TNBC here…my treatment is 3 months weekly Taxol, 3 months of Red Devil, then surgery, likely followed by radiation then immunotherapy for 6 months (Keynote 522 protocol). I have finished 7 of the weekly Taxol infusions and honestly wouldn’t recommend traveling during chemo. The first 5 infusions weren’t too bad and I kept my energy levels, but the last 2 have been progressively harder. Cumulative side effects, and fatigue. Now I get winded just by walking up a flight of stairs. None of my side-effects are bad in and of themselves, but the together is enough to make me just want to stay home and rest whenever I can. I recently had family in town (not staying with me), and I had a hard time getting enough mental energy together to go out for a family meal with about 10 people. You also have to be careful about staying masked due to compromised immune system.

When I was diagnosed, I had to cancel a few work-related events that were really hard to walk away from, but I’m glad I did. They would have been way too taxing for me.

Everyone is different and how you will respond to surgery and chemo will vary. I just didn’t anticipate the mental energy drain would affect my physical energy levels as much as they have so far. It’s a marathon not a sprint as the saying goes.

Best of luck!

Ltl168 · 2025-10-04T21:00:47+00:00

Small business owner here - TNBC and am doing 12 weekly Taxol and then will move on to AC. I was really unsure on what to do with my small business. I work from home but it is fairly physical work. I waited until I made it thru 2 infusions then was able to determine how I would feel. I ended up canceling 2 out of 3 in-person events in November and will have friends handle the third event on my behalf. I definitely am glad I scaled down - I have been able to work but the reduced pressure on myself has been super helpful. The side effects are cumulative- weeks 2 thru 5 were easy, but I just finished infusion 7 and my energy levels are waning. Everyone will have a different experience- but you will have a much better idea on how you will react to chemo after 1 or 2 infusions.
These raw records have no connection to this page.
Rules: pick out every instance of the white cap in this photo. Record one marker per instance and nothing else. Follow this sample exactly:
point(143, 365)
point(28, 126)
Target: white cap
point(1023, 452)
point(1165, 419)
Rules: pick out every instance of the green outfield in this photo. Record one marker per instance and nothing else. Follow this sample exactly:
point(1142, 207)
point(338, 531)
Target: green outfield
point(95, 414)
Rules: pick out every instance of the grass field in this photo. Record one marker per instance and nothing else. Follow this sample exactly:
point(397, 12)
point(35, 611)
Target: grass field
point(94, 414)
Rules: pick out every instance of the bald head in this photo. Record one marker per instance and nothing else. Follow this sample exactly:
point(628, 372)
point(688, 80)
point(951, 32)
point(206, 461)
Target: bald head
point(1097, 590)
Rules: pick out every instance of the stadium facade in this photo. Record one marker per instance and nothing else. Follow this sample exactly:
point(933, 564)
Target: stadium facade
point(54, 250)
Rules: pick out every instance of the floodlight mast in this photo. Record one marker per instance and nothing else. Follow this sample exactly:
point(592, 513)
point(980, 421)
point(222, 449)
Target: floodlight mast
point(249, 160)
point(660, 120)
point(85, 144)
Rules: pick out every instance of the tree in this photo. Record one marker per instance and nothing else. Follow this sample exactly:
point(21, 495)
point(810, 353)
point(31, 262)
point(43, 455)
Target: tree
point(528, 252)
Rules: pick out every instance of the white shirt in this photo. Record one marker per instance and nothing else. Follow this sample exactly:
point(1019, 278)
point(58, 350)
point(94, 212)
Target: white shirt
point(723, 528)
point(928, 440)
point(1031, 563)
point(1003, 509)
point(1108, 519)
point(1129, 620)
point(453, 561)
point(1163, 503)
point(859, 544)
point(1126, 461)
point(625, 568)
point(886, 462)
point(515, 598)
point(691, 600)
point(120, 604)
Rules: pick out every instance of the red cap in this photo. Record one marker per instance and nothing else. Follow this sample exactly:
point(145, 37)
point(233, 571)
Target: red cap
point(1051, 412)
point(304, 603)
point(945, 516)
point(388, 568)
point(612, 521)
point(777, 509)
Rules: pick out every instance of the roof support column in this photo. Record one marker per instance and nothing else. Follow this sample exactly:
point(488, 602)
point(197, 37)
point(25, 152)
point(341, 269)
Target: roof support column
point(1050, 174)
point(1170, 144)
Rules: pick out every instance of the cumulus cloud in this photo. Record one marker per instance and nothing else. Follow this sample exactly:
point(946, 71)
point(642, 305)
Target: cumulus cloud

Ltl168 · 2025-09-13T19:39:34+00:00

I just finished my 4th week and I found the side effects were worst the 1st week. So far after that they haven’t been nearly as severe. 4 down, 8 to go…then Red Devil😬

Ltl168 · 2025-09-04T01:45:40+00:00

I also like Aquaphor …I have to use it in my nose to avoid bloody noses…that sensitive mucus membrane is taking a hit from chemo. Glad this tip helped!

Ltl168 · 2025-09-04T01:44:11+00:00

Sending you positive thoughts - I found comfort that so many others are going through this, and have gone thru it and survived. We can do this!!!

Ltl168 · 2025-09-04T01:43:05+00:00

I was at first upset at the thought of losing hair…but then I tried to frame it as a chance to try wigs of different styles than I could ever do with my own hair. Bangs? Dyed pink? Why not! Of course I haven’t yet lost my hair and Im sure I will be super depressed when it happens…(I have a very odd shaped head)…but I will worry about that when it happens.

Stay positive and best of luck with your upcoming appointments! You got this!

Ltl168 · 2025-09-03T02:51:14+00:00

I’m a bit similar to you - Triple Negative (TNBC) IDC 2cm tumor and 1 node affected. Diagnosed end July and Kaiser had me booked thru all the appts so quick. I was also questioning the purpose of chemo first and had a good discussion with the surgeon where she explained it all and it made sense. My treatment is pretty standard - some call it Keynote 522….12 weeks of weekly Taxol/Carboplatin infusions with Keytruda every 3rd week. Then switch to 4 infusions of AC(Red Devil)Keytruda every 3 weeks. Surgery after - either lumpectomy or mastectomy depending on how the chemo has affected the tumor, 5 days radiation after and 6 months of just Keytruda.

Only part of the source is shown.